4.1.2.2. N-Ethyl-4,5-dihydro-3-methyl-5-phenylpyrazole-1-carbothioamide 7. Yellow crystals, mp = 170–1 °C, yield (67%). Anal. Calcd. for C13H17N3S (247.36): C, 63.12; H, 6.93; N, 16.99; S, 12.96. Found: C, 63.21; H, 6.99; N, 17.08; S, 13.04. 1HNMR (DMSO-d6, δ ppm): 1.08–1.12 (t, 3H, CH3, 7.2 Hz), 2.23 (s, 3H, CH3), 3.31–3.37 (dd, 1H, pyrazoline, J = 8.32, 18.24 Hz), 3.43 (br m, 2H, CH2), 3.49–3.56 (dd, 1H, pyrazoline, J = 9.44, 18.24 Hz), 5.08–5.13 (dd, 1H, pyrazoline, J = 8.96, 11.52 Hz), 7.42–7.49 (m, 5H, Ar–H), 8.78 (s, 1H, NH, D2O exchangeable). 13C NMR (DMSO-d6, δ ppm): 11.16, 16.41, 34.56, 44.91, 60.44, 127.01, 128.59, 129.31, 129.68, 146.59, 148.72, 179.06.

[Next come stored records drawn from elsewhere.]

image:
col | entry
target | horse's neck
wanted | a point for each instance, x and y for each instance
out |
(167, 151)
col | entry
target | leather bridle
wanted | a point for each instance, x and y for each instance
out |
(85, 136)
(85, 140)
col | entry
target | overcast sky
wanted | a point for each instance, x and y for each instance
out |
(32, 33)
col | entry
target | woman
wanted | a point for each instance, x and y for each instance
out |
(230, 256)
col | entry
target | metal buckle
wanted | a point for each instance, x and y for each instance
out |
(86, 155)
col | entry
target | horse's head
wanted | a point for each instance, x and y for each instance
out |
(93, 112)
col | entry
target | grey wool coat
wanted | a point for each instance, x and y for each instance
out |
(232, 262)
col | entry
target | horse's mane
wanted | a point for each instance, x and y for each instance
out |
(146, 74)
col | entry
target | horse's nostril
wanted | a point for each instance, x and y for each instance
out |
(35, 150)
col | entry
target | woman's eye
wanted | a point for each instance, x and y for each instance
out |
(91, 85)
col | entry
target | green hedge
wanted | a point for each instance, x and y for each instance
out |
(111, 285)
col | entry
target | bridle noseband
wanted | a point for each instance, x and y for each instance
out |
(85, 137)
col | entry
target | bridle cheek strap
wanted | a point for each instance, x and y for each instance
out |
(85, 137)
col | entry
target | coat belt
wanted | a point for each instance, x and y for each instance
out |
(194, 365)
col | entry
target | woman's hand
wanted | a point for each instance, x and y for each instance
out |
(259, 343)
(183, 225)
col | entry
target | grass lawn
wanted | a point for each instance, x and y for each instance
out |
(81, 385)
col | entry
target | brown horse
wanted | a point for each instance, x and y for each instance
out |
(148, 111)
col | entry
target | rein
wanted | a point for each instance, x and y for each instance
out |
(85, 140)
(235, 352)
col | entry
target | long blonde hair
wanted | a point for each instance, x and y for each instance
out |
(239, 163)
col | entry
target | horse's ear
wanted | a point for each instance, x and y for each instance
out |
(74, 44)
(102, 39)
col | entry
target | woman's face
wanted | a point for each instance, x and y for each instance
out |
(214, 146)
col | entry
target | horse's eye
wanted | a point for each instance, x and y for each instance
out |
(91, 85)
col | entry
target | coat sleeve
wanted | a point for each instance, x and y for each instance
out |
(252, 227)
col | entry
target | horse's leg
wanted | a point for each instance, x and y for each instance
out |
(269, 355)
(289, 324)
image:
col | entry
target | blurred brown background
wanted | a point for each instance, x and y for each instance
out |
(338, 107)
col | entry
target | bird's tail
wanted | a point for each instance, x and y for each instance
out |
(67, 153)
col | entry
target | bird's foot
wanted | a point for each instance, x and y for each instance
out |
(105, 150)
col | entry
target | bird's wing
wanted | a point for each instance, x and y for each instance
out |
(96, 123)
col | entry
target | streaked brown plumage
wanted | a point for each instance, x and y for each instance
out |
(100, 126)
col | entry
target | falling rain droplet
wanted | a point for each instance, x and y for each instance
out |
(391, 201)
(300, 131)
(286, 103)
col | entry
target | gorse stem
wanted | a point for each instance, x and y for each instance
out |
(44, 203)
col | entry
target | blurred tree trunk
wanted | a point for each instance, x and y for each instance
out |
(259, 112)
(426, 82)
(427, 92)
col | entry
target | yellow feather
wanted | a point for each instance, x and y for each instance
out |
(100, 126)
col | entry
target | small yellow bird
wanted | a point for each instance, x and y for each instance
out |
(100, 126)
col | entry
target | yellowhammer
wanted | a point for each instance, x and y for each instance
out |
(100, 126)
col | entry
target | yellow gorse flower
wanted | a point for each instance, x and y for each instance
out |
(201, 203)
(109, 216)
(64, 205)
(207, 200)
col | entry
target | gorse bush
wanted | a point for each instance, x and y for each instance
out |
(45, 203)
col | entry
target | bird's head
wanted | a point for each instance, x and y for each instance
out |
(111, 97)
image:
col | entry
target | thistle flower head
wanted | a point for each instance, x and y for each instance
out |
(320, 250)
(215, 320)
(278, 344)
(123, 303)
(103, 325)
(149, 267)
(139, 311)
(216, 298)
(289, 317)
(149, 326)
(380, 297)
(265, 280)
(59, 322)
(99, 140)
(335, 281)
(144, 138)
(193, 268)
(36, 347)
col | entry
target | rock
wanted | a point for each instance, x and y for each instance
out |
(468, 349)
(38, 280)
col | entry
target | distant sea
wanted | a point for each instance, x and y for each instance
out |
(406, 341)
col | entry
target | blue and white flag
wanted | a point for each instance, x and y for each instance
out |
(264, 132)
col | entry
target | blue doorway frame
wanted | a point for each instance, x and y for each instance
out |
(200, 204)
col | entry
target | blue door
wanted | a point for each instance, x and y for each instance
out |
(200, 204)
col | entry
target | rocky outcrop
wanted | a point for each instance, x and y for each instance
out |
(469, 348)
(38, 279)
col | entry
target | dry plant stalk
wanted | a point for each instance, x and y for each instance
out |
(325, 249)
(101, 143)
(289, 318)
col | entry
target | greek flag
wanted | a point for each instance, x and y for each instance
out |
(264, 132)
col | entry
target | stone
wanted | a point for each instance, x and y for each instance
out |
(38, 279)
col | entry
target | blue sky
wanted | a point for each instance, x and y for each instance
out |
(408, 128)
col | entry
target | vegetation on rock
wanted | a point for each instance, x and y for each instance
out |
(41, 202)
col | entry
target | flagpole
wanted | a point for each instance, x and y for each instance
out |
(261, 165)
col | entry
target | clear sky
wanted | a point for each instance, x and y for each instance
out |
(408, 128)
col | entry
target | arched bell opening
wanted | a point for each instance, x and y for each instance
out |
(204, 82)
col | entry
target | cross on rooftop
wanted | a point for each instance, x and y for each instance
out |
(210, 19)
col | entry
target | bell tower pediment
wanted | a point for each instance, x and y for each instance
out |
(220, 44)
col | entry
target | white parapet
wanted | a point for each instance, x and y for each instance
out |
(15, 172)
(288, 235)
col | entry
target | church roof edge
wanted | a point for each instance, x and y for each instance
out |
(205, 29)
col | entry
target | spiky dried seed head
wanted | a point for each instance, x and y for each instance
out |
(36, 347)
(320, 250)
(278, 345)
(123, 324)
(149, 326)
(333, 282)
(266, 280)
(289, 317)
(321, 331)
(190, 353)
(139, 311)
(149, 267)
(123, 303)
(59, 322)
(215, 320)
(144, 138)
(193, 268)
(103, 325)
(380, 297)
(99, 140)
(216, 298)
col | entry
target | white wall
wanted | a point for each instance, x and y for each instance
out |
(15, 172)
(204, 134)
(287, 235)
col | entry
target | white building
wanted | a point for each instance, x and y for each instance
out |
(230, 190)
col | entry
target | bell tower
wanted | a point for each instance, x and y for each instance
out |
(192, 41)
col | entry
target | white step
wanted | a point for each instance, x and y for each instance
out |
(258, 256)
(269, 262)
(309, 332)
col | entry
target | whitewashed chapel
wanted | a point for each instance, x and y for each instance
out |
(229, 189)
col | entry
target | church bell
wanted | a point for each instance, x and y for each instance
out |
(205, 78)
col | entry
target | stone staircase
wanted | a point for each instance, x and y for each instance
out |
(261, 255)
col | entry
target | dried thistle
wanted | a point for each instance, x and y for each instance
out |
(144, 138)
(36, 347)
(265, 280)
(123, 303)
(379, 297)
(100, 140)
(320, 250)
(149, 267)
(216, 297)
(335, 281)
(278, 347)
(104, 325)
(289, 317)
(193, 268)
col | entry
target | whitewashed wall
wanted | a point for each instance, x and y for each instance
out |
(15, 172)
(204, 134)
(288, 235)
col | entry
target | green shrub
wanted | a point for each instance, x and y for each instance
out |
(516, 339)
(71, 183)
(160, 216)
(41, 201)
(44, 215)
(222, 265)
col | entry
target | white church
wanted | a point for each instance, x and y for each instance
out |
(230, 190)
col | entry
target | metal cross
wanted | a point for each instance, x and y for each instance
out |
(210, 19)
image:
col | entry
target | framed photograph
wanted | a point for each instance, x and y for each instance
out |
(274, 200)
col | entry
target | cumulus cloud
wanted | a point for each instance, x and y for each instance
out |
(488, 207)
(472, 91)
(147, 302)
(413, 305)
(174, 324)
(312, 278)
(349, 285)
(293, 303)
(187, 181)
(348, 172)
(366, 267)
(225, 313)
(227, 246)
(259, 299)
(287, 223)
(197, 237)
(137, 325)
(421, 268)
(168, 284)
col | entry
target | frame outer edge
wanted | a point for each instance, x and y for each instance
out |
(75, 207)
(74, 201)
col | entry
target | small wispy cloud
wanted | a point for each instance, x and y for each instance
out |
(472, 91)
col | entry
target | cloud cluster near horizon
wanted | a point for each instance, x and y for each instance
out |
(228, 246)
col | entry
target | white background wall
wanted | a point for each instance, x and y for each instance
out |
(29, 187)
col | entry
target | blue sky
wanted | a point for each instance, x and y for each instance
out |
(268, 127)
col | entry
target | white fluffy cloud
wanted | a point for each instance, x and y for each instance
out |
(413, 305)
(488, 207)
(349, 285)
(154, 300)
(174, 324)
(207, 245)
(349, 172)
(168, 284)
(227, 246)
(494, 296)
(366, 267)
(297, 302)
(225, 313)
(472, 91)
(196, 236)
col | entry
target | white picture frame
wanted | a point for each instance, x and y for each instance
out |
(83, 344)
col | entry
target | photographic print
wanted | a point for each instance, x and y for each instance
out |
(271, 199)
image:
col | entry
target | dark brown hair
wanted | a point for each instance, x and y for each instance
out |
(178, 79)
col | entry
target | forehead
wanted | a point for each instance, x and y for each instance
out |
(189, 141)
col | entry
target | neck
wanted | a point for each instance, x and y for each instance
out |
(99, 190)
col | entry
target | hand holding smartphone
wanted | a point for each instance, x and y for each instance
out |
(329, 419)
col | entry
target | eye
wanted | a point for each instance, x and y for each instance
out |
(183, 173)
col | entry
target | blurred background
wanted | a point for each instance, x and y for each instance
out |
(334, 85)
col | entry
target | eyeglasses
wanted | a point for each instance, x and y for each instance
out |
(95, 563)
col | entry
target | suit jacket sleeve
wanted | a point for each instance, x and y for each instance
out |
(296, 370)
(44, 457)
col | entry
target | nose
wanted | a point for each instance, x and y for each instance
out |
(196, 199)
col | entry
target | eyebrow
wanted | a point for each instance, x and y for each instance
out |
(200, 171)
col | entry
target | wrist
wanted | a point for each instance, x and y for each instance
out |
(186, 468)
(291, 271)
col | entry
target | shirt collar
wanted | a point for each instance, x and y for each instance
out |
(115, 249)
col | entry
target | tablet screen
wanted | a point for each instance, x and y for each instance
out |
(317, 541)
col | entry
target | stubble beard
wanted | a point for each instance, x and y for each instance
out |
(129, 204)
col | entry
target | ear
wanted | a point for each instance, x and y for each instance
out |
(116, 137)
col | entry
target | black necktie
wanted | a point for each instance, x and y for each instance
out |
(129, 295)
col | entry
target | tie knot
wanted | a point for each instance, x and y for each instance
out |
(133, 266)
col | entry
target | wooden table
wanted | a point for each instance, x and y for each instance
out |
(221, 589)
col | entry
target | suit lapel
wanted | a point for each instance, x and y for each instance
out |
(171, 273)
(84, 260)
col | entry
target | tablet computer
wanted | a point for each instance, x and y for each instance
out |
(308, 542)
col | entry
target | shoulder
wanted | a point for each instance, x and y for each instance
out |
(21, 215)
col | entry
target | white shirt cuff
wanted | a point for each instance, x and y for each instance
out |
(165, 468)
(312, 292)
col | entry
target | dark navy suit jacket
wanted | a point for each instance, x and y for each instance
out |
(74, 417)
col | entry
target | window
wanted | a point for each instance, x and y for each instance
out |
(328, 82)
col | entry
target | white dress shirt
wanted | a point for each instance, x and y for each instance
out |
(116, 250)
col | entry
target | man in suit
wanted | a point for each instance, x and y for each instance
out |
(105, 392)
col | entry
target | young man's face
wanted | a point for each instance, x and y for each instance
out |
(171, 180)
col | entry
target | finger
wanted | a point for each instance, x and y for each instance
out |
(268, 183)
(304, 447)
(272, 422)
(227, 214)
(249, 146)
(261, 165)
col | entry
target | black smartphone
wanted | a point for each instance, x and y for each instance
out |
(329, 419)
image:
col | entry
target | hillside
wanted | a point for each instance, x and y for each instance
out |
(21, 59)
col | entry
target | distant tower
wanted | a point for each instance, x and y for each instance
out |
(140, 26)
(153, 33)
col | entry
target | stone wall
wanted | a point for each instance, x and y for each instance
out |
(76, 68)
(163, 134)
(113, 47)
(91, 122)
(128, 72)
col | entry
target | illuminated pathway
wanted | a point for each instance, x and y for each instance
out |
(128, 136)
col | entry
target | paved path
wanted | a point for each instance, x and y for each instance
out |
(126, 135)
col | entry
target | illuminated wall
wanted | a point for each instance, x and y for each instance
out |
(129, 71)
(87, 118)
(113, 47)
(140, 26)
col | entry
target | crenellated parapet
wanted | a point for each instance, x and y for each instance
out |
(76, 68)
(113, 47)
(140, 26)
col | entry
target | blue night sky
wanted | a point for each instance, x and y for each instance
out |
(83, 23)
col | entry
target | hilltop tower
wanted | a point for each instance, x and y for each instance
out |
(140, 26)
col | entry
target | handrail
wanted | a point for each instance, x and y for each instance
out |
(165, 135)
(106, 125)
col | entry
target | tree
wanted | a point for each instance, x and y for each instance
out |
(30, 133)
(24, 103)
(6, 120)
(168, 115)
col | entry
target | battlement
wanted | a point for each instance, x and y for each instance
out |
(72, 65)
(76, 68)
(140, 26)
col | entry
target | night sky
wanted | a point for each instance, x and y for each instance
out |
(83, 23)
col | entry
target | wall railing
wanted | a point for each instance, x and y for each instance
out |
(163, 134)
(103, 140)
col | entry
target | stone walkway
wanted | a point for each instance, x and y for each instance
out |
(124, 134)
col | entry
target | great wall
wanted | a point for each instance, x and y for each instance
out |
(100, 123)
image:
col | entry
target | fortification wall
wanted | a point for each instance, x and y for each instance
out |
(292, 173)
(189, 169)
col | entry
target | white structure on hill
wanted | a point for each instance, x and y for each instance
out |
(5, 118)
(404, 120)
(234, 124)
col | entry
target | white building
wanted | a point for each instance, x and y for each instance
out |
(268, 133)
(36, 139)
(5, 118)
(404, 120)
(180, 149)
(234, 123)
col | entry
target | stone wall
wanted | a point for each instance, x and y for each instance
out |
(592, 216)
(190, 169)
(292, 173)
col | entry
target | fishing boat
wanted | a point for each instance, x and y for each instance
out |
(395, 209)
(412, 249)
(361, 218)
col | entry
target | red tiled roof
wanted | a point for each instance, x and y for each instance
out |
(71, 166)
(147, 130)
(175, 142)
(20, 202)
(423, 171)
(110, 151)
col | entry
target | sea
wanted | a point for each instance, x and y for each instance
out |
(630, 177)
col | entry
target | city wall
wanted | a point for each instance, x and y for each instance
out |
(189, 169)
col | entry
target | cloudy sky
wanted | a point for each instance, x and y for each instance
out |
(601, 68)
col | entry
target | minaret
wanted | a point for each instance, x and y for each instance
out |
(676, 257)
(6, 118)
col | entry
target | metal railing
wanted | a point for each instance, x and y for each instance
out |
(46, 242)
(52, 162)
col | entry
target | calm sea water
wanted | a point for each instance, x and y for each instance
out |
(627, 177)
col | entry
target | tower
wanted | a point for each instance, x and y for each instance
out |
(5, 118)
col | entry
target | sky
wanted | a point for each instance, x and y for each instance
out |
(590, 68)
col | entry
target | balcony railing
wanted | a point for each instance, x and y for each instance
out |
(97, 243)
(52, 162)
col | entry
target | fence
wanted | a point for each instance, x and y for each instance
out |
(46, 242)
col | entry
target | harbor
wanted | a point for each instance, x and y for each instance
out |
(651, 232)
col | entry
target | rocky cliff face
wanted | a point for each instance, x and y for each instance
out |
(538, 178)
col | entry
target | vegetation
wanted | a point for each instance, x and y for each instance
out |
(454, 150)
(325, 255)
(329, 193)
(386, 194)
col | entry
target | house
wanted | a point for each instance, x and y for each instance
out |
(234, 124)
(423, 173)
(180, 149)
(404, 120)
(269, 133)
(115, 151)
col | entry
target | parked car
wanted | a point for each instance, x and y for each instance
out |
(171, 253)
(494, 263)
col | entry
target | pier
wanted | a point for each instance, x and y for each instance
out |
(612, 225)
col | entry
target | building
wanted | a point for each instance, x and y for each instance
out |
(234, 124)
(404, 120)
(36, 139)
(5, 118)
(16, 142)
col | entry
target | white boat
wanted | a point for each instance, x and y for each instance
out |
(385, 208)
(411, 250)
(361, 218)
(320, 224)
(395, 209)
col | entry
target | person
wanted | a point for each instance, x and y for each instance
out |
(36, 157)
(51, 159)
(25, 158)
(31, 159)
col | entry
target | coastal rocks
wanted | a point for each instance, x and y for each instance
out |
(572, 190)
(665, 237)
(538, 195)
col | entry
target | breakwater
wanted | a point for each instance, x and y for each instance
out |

4.1.2.3. 4,5-Dihydro-3-methyl-N,5-diphenylpyrazole-1-carbothioamide 8. Yellow crystals, mp = 155–60 °C, yield (87%). Anal. Calcd. for C17H17N3S (295.4): C, 69.12; H, 5.80; N, 14.22; S, 10.85. Found: C, 69.20; H, 5.87; N, 14.29; S, 10.93. 1HNMR (DMSO-d6, δ ppm): 2.11 (s, 3H, CH3), 2.67–2.72 (dd, 1H, pyrazoline, J = 3.40, 18.44 Hz), 3.58–3.66 (dd, 1H, pyrazoline, J = 11.28, 18.32 Hz), 5.87–5.90 (dd, 1H, pyrazoline, J = 3.56, 11.32 Hz), 7.09–7.57 (m, 10H, Ar–H), 9.83 (s, 1H, NH, D2O exchangeable). 13C NMR (DMSO-d6, δ ppm): 16.36, 46.60, 63.21, 124.95, 125.20, 125.87, 127.36, 128.40, 128.98, 140.05, 143.32, 159.46, 173.84.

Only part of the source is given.